As the rift between Jews in Israel deepens, the head of one of the strongest Jewish-American organizations has called for peaceful dialogue between brothers.
“I have fundamental differences with [Union for Reform Judaism president] Rabbi [Rick] Jacobs and I’ve expressed them to him many times,” Rabbi Moshe Hauer, executive vice president of the Orthodox Union told The Jerusalem Post this week. But “by talking to him, my principles have not shifted at all.”
Hauer and Jacobs sat together during the Conference of Presidents of Major Jewish Organizations delegation to Jerusalem this week.
He explained that there is a “pragmatism of understanding that there are Jews with different backgrounds and different belief systems, and we are committed.”

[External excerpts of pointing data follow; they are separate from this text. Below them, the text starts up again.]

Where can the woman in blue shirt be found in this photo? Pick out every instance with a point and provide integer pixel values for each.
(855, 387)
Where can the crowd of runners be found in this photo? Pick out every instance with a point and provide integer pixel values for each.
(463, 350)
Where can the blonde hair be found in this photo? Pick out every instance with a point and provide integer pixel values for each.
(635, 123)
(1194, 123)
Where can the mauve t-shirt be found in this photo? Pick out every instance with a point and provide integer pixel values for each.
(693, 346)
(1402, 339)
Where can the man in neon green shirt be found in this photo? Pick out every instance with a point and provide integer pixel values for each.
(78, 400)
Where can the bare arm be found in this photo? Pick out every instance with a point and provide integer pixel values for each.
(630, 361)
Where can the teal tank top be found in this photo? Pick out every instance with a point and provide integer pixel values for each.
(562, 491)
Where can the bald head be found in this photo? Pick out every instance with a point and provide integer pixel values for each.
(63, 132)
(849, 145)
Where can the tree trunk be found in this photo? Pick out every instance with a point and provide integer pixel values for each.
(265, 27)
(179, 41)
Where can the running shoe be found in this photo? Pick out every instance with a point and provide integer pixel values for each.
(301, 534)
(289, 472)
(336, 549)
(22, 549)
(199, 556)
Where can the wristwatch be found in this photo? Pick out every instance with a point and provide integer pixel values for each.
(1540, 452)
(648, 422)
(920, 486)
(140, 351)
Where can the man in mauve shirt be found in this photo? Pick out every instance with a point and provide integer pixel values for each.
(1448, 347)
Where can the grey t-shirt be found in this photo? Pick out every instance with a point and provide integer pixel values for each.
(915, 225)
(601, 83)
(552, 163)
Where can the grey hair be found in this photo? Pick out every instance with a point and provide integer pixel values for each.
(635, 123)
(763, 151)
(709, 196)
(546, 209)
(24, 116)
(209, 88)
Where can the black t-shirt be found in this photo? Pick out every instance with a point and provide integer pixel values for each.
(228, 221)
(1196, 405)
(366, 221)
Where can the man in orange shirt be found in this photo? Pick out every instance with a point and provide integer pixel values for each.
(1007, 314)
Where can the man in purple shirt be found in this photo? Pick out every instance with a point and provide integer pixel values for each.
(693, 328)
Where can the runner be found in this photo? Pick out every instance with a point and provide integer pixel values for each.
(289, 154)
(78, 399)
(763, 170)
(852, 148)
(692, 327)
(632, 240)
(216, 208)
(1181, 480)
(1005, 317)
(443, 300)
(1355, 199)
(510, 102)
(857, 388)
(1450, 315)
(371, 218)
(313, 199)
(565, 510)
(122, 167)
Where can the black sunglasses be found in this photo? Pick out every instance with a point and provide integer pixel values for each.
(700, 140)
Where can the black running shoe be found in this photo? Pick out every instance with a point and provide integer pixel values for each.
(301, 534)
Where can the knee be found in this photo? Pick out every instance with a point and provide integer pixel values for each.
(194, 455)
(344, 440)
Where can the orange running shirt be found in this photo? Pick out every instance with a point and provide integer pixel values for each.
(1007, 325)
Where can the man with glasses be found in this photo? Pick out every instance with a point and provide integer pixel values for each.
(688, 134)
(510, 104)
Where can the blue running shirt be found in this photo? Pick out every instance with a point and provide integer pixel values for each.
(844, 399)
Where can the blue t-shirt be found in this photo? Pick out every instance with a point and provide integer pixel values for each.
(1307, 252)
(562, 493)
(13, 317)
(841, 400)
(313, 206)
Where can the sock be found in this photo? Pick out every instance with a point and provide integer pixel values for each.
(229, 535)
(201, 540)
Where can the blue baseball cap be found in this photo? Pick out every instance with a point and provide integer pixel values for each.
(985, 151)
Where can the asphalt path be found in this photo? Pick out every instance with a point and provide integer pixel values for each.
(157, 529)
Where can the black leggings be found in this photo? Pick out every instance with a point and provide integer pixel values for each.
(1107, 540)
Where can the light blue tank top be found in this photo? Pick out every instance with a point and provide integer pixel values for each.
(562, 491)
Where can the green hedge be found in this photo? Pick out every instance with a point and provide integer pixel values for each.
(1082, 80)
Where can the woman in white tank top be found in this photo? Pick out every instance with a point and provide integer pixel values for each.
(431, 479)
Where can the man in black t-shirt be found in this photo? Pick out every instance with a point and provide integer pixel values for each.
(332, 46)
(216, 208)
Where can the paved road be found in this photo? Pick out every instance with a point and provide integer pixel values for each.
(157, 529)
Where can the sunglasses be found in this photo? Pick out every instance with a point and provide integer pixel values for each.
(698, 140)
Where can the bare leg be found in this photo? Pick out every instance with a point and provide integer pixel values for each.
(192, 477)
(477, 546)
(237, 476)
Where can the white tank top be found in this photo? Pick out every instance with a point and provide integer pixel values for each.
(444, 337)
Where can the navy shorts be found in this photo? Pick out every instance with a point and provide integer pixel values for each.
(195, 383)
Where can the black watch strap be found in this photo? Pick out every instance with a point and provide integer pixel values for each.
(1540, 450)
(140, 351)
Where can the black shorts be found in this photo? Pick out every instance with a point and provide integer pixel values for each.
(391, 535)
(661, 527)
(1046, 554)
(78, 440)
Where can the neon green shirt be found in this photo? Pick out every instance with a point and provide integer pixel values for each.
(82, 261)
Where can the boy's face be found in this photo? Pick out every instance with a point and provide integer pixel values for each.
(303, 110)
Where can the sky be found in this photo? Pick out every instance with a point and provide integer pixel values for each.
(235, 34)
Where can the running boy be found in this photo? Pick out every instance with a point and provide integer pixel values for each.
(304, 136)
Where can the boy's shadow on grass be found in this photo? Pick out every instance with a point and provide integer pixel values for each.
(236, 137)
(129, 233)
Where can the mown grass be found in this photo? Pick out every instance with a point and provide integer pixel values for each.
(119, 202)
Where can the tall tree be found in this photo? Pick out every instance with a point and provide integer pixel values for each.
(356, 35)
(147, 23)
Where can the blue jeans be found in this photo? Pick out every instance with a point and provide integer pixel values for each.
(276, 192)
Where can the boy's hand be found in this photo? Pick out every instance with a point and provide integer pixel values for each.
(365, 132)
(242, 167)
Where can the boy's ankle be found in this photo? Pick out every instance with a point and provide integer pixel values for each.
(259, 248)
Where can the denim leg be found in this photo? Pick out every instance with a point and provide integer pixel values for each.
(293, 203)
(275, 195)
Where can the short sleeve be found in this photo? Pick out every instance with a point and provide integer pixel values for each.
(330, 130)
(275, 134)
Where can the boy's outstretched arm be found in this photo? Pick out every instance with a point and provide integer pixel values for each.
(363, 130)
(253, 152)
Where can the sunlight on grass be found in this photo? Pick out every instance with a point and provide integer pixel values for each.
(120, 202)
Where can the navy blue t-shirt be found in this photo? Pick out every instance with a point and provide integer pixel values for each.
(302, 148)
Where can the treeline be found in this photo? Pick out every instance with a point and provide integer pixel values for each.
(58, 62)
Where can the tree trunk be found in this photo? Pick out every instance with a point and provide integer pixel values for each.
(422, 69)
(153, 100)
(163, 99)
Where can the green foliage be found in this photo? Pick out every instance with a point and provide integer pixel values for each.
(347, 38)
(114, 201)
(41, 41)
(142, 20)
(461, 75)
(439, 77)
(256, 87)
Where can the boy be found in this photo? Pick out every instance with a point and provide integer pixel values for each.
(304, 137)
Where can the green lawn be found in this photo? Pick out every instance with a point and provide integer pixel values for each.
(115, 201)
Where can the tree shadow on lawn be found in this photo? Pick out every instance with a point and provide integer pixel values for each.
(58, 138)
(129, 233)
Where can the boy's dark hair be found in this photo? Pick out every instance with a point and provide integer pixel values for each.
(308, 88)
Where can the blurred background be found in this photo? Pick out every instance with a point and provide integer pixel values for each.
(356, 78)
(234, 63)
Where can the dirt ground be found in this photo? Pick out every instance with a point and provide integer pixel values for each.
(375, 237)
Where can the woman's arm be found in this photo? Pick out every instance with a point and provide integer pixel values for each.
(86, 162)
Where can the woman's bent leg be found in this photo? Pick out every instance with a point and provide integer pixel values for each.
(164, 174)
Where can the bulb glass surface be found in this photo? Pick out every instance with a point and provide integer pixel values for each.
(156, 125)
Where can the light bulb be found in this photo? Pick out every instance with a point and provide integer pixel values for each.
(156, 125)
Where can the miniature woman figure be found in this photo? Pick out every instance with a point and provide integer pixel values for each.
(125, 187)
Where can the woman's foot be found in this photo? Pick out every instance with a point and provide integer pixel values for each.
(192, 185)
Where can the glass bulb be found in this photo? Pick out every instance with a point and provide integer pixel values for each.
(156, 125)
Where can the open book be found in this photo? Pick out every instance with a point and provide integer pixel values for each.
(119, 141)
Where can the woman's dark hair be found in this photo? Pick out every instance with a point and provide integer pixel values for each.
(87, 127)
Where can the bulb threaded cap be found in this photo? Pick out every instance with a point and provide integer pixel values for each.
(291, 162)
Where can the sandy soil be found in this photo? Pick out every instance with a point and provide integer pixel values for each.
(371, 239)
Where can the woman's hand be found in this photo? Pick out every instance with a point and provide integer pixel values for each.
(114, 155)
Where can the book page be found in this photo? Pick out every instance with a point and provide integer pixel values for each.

“[There are] two fundamental orthodoxies... One is that we believe in the Torah as the eternal and unchangeable Word of God. And the other one is that we believe a Jew is always a Jew. The particular choices which they make don’t matter, as well as the affiliations or their level of observance. Those changes do not make a difference, and we have to convey both commitments simultaneously.”Rabbi Moshe Hauer
Hauer added that the OU runs by the logic that there are “two fundamental ideas: the first, that we believe in the Torah as the eternal and unchangeable word of God, and the second, that we believe a Jew is always a Jew. The particular choices which they make don’t matter, neither do affiliations or their level of observance.”
He added that the issue of the Torah as the word of God “is the one which makes it into the newspapers, because it’s the Orthodox counterculture; there are things which society has adapted that we cannot and will not adapt, some of which are championed by other Jewish movements. We will not join them, but the commitment to brotherhood is there, and that combination is possible and will enable us to advance.”
Asked if this type of dialogue could also happen in Israel, which lacks a history of rabbis from different streams cooperating with each other, Hauer said he thinks “it will be far more likely for it to happen here when the level of agitation is lower. We have a much lower level of drama on the American side, and this enables us to speak.”
The OU met with many political parties, including the ultra-Orthodox parties and the Religious Zionist Party, one that many Jewish-American organizations have decided to ban until further notice.
Rabbi Hauer on working towards consensus
“As we made the point of meeting many members of the past government, we did not limit ourselves from meeting with people who we didn’t agree with their politics,” Hauer said carefully.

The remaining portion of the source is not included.